The strength of the label, we believe, can be boiled down to the mental image we as consumers paint when we see a fair trade label; we pay a little extra as an individual purchaser, and our belief is that this is reflected in better economic treatment of everyone in the supply chain, all the way down to the farmer who tilled the soil. Of course, the truth is infinitely more complex.
For example, critics argue that in some cases, exporters may be guaranteed a “fair” price, but neither the farms they represent nor their laborers necessarily benefit. Other critics point out that the economic benefits inherent in the idea of fair trade are largely dissipated through the intricate supply chain of commodity coffee trade, with large corporations seeing the bulk of the advantage. Still, others see fair trade as a marketing practice whose economic focus may or may not have any relevant impact on the actual growers of the coffee.

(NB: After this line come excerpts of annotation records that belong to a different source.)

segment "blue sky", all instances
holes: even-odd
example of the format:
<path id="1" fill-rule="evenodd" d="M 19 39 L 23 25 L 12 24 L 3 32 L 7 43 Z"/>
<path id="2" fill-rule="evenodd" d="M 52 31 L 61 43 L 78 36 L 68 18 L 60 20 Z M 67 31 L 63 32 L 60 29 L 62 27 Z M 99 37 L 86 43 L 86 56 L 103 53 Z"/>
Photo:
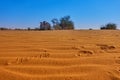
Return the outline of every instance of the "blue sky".
<path id="1" fill-rule="evenodd" d="M 120 28 L 120 0 L 0 0 L 0 27 L 39 27 L 40 21 L 70 15 L 76 29 Z"/>

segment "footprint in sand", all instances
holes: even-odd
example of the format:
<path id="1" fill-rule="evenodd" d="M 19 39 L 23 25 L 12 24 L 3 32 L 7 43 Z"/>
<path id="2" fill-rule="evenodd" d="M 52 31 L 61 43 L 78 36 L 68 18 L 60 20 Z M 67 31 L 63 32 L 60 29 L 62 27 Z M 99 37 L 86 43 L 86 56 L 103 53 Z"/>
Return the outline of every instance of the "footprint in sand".
<path id="1" fill-rule="evenodd" d="M 106 44 L 97 44 L 97 46 L 99 46 L 101 50 L 113 50 L 116 48 L 115 46 Z"/>
<path id="2" fill-rule="evenodd" d="M 75 54 L 75 56 L 90 56 L 90 55 L 93 55 L 94 52 L 93 51 L 90 51 L 90 50 L 81 50 L 79 51 L 77 54 Z"/>

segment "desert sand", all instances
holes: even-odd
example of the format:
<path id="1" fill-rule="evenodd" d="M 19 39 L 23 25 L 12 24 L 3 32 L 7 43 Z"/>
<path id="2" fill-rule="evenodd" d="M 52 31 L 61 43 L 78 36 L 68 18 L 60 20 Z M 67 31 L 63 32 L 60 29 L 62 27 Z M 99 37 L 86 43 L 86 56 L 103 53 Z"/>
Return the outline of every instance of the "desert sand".
<path id="1" fill-rule="evenodd" d="M 120 80 L 120 31 L 0 31 L 0 80 Z"/>

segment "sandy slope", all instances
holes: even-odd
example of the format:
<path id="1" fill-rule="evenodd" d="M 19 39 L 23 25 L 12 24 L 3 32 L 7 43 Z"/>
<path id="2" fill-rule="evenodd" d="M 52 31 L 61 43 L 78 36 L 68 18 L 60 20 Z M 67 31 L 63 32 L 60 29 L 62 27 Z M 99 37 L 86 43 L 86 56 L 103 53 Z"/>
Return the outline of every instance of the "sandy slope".
<path id="1" fill-rule="evenodd" d="M 120 80 L 120 31 L 0 31 L 0 80 Z"/>

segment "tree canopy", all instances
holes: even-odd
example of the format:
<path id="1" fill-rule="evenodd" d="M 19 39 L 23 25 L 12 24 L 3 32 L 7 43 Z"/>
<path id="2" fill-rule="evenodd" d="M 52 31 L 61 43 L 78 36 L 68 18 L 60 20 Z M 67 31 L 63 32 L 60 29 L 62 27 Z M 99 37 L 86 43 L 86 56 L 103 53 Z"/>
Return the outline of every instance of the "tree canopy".
<path id="1" fill-rule="evenodd" d="M 106 24 L 106 25 L 100 27 L 100 29 L 101 29 L 101 30 L 103 30 L 103 29 L 107 29 L 107 30 L 109 30 L 109 29 L 110 29 L 110 30 L 116 30 L 116 29 L 117 29 L 117 25 L 114 24 L 114 23 L 108 23 L 108 24 Z"/>

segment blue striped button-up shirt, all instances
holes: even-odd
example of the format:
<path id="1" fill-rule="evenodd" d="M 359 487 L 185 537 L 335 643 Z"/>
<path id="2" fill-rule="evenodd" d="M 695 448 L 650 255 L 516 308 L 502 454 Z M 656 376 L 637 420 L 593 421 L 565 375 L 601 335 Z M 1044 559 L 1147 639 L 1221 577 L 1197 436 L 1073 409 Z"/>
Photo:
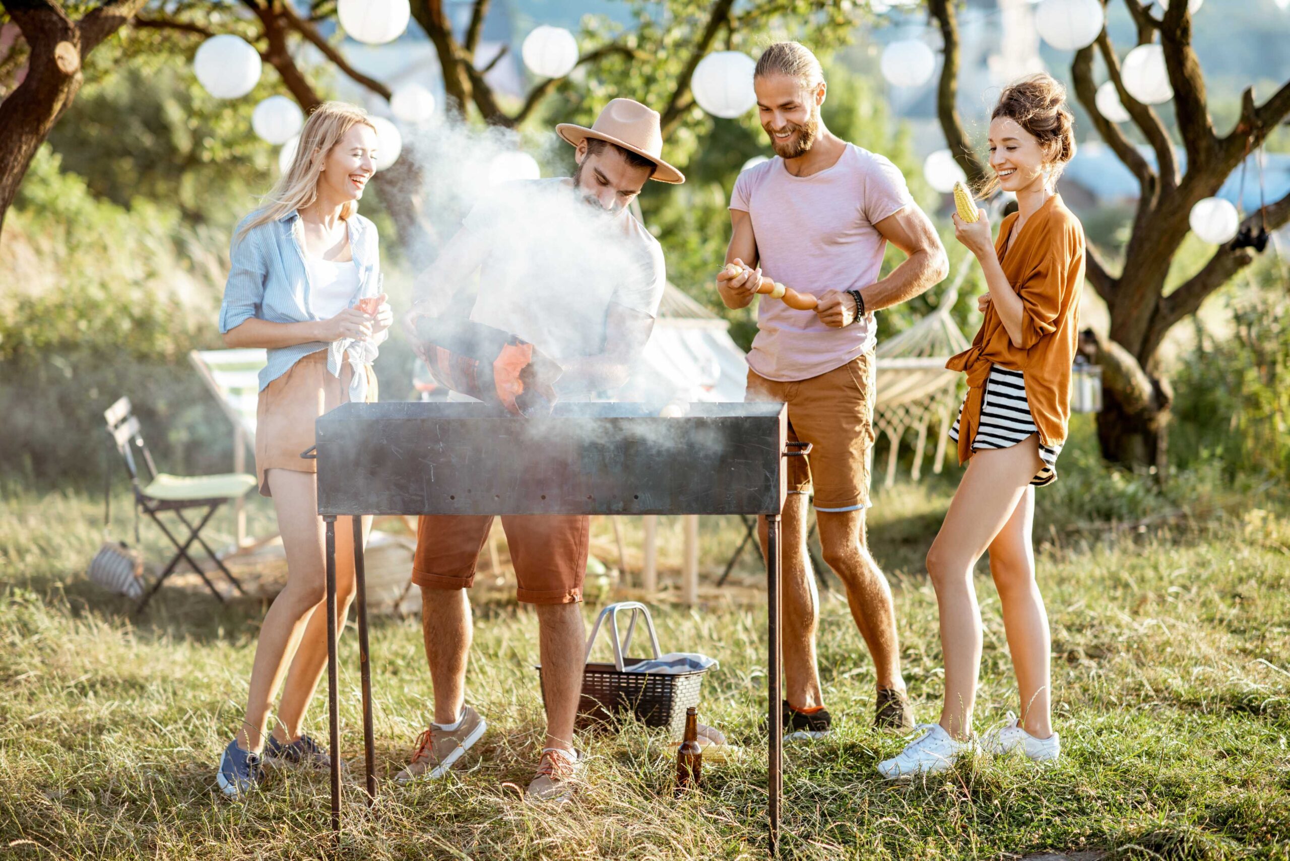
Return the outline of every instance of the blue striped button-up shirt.
<path id="1" fill-rule="evenodd" d="M 243 219 L 245 223 L 254 215 Z M 310 290 L 308 267 L 304 266 L 304 249 L 298 237 L 299 213 L 292 211 L 283 218 L 259 224 L 239 238 L 241 224 L 233 231 L 228 250 L 228 281 L 224 284 L 224 300 L 219 305 L 219 331 L 227 333 L 257 317 L 270 322 L 308 322 L 321 320 L 313 312 Z M 359 299 L 381 294 L 381 253 L 377 226 L 355 213 L 346 224 L 350 231 L 350 249 L 353 266 L 359 268 L 359 291 L 350 307 Z M 328 352 L 328 370 L 341 375 L 341 362 L 347 349 L 351 361 L 361 357 L 370 363 L 375 356 L 375 344 L 388 338 L 390 330 L 374 335 L 368 344 L 356 345 L 353 339 L 338 342 L 308 342 L 293 347 L 279 347 L 268 351 L 268 365 L 259 371 L 259 388 L 276 380 L 301 358 L 320 349 Z M 355 369 L 355 382 L 365 375 Z M 355 398 L 351 389 L 351 400 Z"/>

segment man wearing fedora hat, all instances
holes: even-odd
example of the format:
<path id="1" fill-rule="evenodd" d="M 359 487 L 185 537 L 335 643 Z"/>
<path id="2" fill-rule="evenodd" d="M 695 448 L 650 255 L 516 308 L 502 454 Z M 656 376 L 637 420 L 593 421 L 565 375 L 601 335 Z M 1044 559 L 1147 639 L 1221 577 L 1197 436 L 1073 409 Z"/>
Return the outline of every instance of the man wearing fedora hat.
<path id="1" fill-rule="evenodd" d="M 511 333 L 562 369 L 561 400 L 606 400 L 649 339 L 666 284 L 663 251 L 628 206 L 649 179 L 681 183 L 662 159 L 659 115 L 613 99 L 590 128 L 556 131 L 574 146 L 573 177 L 501 186 L 475 205 L 418 286 L 410 321 L 437 316 L 479 272 L 475 322 Z M 468 400 L 457 396 L 454 400 Z M 498 452 L 506 456 L 506 452 Z M 422 517 L 413 583 L 435 717 L 397 780 L 444 776 L 486 730 L 464 702 L 471 646 L 466 590 L 491 517 Z M 535 605 L 547 735 L 528 788 L 534 800 L 568 800 L 580 777 L 573 745 L 586 629 L 578 603 L 587 570 L 588 517 L 502 517 L 517 597 Z"/>

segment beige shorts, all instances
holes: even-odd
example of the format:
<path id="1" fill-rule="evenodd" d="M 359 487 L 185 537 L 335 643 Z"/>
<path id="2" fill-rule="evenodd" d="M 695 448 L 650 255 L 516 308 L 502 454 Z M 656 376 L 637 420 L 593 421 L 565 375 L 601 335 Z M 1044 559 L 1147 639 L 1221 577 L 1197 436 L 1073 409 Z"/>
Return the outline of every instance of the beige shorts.
<path id="1" fill-rule="evenodd" d="M 377 375 L 370 365 L 368 403 L 377 400 Z M 350 400 L 353 371 L 341 363 L 341 376 L 326 370 L 326 351 L 310 353 L 290 370 L 261 389 L 255 407 L 255 479 L 261 496 L 272 496 L 266 474 L 270 469 L 319 470 L 316 460 L 301 458 L 313 445 L 313 420 Z"/>
<path id="2" fill-rule="evenodd" d="M 809 442 L 805 458 L 788 458 L 788 492 L 815 495 L 818 512 L 869 507 L 873 461 L 873 353 L 805 380 L 780 383 L 748 371 L 744 401 L 788 405 L 788 438 Z"/>

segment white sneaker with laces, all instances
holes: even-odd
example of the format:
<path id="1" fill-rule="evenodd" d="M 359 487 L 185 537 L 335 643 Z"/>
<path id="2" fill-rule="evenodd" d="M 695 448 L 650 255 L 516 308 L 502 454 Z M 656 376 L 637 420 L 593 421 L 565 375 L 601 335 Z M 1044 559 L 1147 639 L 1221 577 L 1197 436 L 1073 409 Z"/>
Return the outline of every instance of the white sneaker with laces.
<path id="1" fill-rule="evenodd" d="M 962 757 L 977 753 L 975 739 L 957 741 L 939 723 L 920 723 L 913 730 L 922 735 L 898 755 L 878 763 L 878 773 L 886 780 L 909 780 L 915 775 L 948 771 Z"/>
<path id="2" fill-rule="evenodd" d="M 1017 715 L 1009 711 L 1004 723 L 986 733 L 982 748 L 996 757 L 1020 751 L 1031 762 L 1057 762 L 1062 755 L 1062 737 L 1054 732 L 1047 739 L 1036 739 L 1026 732 Z"/>

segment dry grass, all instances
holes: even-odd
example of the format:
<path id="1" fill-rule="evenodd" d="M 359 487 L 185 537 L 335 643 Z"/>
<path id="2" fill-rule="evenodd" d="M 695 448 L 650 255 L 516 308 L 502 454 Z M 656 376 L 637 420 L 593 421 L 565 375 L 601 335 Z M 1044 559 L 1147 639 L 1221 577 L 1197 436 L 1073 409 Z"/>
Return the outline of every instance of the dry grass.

In short, fair trade coffee practices are backstopped by a paid certification program, and are generally intended to bolster the price of a roasted coffee at market by playing on our guilt over the state of agricultural economics throughout the world. That sounds negative, but if you really want your choice of coffee to help farmers directly, look instead for roasters who have direct trade relationships with farmers.
In the world of small-batch, specialty coffee, the emphasis is on practicing what’s known as “direct trade." What this means is that roasters regularly visit with and establish long-term, direct trading partnerships with the actual farmers from whom they source coffee. There may be other parties involved with the export, transport, storage or other aspects of coffee handling, but the agreement is made between roaster and farm directly. Sebastian Simsch, founder of Seattle Coffee Works, points out three key aspects of direct trade:
Almost all of the roasters with whom we work regularly spend their time visiting their partners in coffee-growing countries like Guatemala and Ethiopia. Their direct trade efforts allow them to work directly with growers to make the best coffee possible.
If you want the best cup of coffee, look for small-batch roasters who take pride in directly sourcing their coffee. While fair trade coffee labels are a great place to start in the supermarket, if you want the highest quality coffee—behind whose genesis the grower is assured fair economic standing—look for small roasters who work with growers on a direct trade basis.